Efeu - Die Kulturrundschau vom 05.06.2023 - Bühne

Kyle Abrahams" Mixed Repertoire". Foto: Christopher Duggan / Kampnagel

Alles Wichtige über schwarze Kultur und schwarze Geschichte sieht FAZ-Kritikerin Wiebke Hüster von Kyle Abraham und seiner New Yorker Tanzkompanie A.I.M. verhandelt. Aber der Abend "Mixed Repertoire" auf Hamburgs Kampnagel öffnete ihr auch in anderer Hinsicht die Augen: "Zwei Mitglieder des ausschließlich schwarzen Ensembles definieren sich als non-binär, und auch darin ist dieser Tanz auf poetische und unideologische Weise politisch. Es wird nämlich deutlich, dass Abrahams Tänze, die im wechselseitigen künstlerischen Vertrauen mit den Tänzern entstehen, jeden ihrer Körper in seinem ganz eigenen, besonderen Körpergefühl tanzen lassen. Was noch lange auch im zeitgenössischen Tanz klar aufgeteilt war - hier die Männer, athletischer, größer, stärker, hilfreich haltend, hebend und tragend, und dort die Frauen, zarter, elegischer, schmaler, elfenhafter und anschmiegsamer -, das ist hier auf eine Weise individualisiert, die keine Fragen aufkommen lässt. Plötzlich ist klar: Diese Entwicklung ist nur folgerichtig und natürlich. Alle können so sein, wie sie möchten. Verblüffend, dass das je anders war im sogenannten modernen Tanz!"
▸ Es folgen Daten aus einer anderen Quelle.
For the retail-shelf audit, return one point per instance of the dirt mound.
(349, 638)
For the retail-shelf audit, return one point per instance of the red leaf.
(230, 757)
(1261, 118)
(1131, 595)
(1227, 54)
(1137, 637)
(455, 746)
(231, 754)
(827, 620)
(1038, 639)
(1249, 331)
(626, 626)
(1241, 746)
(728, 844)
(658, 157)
Besprochen werden René Polleschs Spektakel "Mein Gott, Herr Pfarrer" mit Sophie Rois an der Berliner Volksbühne (das Nachtkritikerin Stephanie Drees als "Gaga-Komödie der Extraklasse" würdigt, SZ), das "Das Tove-Projekt" am Schauspiel Frankfurt (FR), Jette Steckels Inszenierung von Tschechows "Die Vaterlosen", auch als "Platonow" bekannt, an den Münchner Kammerspielen (SZ, Nachtkritik) und Aufführungen bei den Wiener Festwochen (Standard).